Danıştay, yargıya rağmen inşaatı tamamlanan Sulukule projesinde mahkemenin ‘kamu yararı yoktur’ diyerek aldığı iptal kararını onadı. Dava avukatı Küey’e göre villalar yıkılmalı, ama bu artık çok güç

Sulukule için geç gelen adalet: Danıştay, yıkımdan 6 yıl sonra 'kamu yararı yoktur' kararını onadı

OLGU KUNDAKÇI olgukundakci@birgun.net

Sulukule projesini iptal eden mahkeme kararı Danıştay tarafından onandı. İstanbul 4. İdare Mahkemesi, TOKİ ile Özkar İnşaat’ın yaptığı binalar tamamlanmak üzereyken, projeyi kamu yararına aykırı bularak 2012’de iptal etmişti. Mahkemenin iptal kararına dayanak olan bilirkişi raporunda, projenin UNESCO’nun belirlediği sur koruma bandını yarıya indirdiği, özgün ada morfolojisi ve sokak dokusunun korunmadığı, tescilli yapılara aykırı bir yapı tipolojisinin oluşturulduğu, kamuya ayrılan alanların yapılaşmaya açıldığı belirtiliyordu. Danıştay mahkemenin iptal kararını esastan onayarak kararın dayandığı gerekçenin hukuk ve usule uygun olduğuna ve bozulmasını gerektirecek bir durum olmadığına hükmetti.
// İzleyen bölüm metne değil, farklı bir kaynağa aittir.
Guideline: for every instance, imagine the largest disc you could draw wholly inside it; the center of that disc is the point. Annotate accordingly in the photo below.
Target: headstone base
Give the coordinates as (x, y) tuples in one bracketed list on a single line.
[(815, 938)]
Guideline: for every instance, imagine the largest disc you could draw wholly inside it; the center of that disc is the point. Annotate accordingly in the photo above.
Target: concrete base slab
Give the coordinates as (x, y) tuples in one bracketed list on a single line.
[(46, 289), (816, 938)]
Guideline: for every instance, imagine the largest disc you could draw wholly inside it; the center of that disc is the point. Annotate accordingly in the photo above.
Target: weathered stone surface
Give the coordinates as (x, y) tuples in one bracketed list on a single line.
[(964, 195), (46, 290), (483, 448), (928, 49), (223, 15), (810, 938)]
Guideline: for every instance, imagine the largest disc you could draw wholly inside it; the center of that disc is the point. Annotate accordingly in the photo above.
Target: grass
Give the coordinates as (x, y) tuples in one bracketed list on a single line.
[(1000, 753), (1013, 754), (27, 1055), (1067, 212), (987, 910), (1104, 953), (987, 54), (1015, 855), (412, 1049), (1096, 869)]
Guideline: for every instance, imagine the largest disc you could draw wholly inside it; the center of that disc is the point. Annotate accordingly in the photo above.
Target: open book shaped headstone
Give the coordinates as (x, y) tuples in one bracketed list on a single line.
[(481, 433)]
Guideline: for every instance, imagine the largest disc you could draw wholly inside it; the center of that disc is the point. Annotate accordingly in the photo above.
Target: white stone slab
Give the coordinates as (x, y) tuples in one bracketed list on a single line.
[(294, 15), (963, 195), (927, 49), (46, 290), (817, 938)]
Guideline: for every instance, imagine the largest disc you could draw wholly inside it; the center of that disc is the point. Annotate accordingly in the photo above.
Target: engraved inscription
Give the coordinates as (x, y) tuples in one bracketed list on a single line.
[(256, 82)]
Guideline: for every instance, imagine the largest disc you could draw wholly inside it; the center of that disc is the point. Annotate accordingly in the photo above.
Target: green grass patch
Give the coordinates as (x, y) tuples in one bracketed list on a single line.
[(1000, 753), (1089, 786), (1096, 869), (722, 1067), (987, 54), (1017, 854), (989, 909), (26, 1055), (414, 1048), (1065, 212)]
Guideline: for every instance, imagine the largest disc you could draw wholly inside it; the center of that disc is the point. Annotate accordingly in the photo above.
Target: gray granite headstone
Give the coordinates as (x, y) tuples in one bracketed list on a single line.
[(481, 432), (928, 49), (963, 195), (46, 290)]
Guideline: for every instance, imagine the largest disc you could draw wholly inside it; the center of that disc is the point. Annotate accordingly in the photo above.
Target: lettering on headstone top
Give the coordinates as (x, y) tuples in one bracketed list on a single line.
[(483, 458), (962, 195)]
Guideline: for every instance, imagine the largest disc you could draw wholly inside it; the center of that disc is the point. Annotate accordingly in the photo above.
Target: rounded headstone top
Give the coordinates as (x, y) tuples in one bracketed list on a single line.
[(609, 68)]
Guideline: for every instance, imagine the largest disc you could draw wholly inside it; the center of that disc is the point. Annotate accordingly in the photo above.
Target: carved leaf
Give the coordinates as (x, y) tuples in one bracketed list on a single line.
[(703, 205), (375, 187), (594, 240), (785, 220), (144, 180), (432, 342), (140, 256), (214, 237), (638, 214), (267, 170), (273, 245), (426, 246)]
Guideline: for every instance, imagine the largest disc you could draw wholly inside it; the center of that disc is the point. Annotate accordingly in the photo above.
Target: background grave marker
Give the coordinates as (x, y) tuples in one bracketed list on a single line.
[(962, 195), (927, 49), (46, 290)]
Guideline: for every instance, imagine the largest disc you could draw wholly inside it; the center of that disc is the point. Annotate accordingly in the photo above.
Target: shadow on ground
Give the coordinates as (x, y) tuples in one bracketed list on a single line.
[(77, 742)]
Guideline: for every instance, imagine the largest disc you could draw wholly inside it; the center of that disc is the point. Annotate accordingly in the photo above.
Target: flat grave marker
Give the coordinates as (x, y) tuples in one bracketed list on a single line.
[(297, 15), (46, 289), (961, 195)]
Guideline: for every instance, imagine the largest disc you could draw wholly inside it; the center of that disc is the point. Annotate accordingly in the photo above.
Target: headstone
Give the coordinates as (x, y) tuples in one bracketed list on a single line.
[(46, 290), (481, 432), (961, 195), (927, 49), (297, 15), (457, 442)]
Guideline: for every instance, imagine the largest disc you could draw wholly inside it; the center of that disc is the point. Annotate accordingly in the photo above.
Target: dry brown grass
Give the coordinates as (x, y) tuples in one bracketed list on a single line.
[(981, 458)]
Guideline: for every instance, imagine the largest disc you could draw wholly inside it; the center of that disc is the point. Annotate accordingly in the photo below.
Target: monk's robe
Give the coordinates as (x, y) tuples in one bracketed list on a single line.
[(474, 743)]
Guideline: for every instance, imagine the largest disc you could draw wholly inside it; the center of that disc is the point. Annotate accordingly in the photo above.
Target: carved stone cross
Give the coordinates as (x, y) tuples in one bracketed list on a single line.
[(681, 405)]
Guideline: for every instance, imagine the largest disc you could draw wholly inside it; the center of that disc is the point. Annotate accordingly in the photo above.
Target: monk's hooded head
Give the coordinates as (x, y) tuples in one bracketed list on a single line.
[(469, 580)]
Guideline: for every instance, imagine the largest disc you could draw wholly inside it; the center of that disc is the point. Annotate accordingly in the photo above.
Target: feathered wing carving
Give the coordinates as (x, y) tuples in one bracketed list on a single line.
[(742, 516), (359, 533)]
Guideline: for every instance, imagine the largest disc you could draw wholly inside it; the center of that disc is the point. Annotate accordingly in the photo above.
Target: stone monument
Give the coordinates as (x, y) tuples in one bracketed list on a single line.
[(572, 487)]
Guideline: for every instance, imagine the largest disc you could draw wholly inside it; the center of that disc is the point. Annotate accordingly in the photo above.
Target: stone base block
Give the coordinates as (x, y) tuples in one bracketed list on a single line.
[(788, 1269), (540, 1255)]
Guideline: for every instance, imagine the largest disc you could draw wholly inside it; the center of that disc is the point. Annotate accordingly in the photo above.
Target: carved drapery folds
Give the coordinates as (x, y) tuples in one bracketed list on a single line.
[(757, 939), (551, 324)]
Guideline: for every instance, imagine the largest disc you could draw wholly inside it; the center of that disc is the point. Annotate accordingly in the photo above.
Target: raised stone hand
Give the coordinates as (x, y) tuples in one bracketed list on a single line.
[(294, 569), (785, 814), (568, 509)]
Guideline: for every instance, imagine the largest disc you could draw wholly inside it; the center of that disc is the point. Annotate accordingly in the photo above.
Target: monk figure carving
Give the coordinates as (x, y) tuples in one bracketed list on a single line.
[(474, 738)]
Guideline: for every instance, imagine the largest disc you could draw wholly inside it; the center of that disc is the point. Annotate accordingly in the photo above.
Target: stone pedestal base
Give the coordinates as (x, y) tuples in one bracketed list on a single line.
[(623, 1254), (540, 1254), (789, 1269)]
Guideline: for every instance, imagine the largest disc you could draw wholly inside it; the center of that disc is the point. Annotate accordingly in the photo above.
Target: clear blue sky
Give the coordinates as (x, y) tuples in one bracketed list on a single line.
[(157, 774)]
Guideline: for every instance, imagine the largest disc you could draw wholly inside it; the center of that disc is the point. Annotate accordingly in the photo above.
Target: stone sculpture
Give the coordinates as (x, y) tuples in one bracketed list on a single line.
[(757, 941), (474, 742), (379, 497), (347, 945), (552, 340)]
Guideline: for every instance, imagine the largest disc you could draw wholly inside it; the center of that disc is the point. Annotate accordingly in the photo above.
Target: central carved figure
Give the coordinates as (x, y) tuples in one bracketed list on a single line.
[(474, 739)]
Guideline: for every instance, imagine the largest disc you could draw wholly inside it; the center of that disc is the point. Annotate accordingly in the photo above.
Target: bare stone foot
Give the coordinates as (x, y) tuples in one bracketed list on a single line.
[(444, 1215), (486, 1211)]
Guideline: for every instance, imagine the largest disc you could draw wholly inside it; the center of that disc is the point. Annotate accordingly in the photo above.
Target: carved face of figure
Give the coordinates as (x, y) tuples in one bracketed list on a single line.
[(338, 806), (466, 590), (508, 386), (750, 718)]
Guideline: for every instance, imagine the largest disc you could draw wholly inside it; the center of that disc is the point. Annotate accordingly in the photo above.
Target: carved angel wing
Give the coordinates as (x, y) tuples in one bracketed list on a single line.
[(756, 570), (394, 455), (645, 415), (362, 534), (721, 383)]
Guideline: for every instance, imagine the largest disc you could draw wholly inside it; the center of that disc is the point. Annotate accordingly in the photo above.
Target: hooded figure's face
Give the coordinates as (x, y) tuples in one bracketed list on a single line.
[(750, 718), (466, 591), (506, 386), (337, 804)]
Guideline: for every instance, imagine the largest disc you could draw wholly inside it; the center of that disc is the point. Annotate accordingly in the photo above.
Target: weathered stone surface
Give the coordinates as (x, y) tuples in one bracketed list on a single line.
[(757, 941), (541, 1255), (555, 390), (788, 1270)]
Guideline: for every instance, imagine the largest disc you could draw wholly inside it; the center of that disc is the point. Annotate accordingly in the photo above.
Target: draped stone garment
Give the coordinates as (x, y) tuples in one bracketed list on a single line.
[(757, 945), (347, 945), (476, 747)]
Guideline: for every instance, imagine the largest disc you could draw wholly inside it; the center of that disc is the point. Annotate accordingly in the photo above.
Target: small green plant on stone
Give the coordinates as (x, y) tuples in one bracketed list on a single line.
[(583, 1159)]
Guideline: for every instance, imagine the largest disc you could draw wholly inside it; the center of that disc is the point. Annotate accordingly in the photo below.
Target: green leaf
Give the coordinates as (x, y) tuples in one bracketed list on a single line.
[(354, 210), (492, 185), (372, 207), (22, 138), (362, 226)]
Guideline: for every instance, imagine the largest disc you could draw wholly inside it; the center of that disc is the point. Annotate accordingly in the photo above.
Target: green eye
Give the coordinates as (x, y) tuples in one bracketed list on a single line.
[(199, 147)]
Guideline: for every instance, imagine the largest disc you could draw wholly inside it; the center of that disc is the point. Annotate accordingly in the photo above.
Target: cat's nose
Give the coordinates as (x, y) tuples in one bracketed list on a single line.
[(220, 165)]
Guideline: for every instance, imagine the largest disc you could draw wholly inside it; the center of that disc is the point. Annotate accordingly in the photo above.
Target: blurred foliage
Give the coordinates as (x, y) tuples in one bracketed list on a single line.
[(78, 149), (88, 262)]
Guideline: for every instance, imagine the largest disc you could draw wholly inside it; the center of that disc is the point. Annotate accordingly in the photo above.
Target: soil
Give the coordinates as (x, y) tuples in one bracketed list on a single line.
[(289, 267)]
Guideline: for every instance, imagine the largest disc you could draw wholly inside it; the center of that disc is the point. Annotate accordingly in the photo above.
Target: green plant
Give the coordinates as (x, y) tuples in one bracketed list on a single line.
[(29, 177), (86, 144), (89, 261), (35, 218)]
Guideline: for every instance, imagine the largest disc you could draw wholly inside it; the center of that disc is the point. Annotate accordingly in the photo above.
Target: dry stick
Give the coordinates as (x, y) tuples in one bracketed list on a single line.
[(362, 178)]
Ancak idare mahkemesinin 2012’de aldığı iptal kararı ardından Fatih Belediyesi proje değişikliğine gitti. Yeni avan projenin yenileme kurulundan geçirilmesiyle inşaat devam etti, proje tamamlanarak TOKİ ihalesini alan Özkar İnşaat’ın inşa ettiği villalar yeni sakinlerine satıldı. Mimarlar Odası’nın ikinci projenin de iptal edilen projeden farkı olmadığı gerekçesiyle açtığı dava ise sürüyor.

VİLLALAR HUKUKEN YIKILMALI
Sulukule Roman Derneği Avukatı Hilal Küey, villaların hukuken yıkılması gerektiğini ancak bunun fiiliyatta artık çok güç olduğunu söylüyor. Sulukule’de yerinden edilen Romanların mahkeme kararlarının uygulanmaması nedeniyle Fatih Belediyesi’ne açtıkları tazminat davaları ise Danıştay’da sürüyor. Küey, “Mahkemenin iptal kararını esastan inceleyerek onayan Danıştay da 'uygulanan projede kamu yararı yoktur' demiş oldu. Şu an hukuken bu kararın gereği yıkımdır; ancak bitmiş, yeni mülk sahiplerinin bir takım hakları oluşmuş yerlerde yıkımın yapılması bu saatten sonra çok zor. Hukuken haklı olmamıza rağmen bir Roman mahallesi yıkıldı, Türkiye’nin de taraf olduğu uluslararası sözleşmelere tamamen aykırı bir şekilde. Çok acı…” dedi.

Mimarlar Odası Avukatı Can Atalay ise “Sulukule’de yapılan esas işlemin iptali idare tarafından uygulanmıyor. Orada bütün ayrıntıları belli olan bir projenin iptali söz konusu. Bu iptal kararının gereğini yerine getirmeyen idare, hukuk tanımazlığını bir kere daha gösteriyor” dedi.

***
Yenileme yasası kurbanı

Romanların en eski yerleşim yerlerinden olan Neslişah ve Hatice Sultan mahallelerinin yer aldığı Sulukule, 2006’da 5366 sayılı yasa kapsamında ‘yenileme alanı’ ilan edildi. UNESCO Dünya Mirası Listesi’ndeki kara surları koruma bandını içeren bölge için hazırlanan yenileme avan projeleri bilim insanları ve uluslararası kuruluşların tüm itirazlarına rağmen 2007’de onaylandı. Mayıs 2009’da yıkımlar başladı, açılan davalarda ise yürütmeyi durdurma talebi reddedildi. Evlerini istimlak tehdidiyle cüzi fiyatlara satmak zorunda kalan Romanlar Kayabaşı’ndaki TOKİ konutlarını ödeme güçlüğü çekerek terk ederken, yenileme projesinden hak sahibi olabilen sayılı aile ise borçlandırıldı.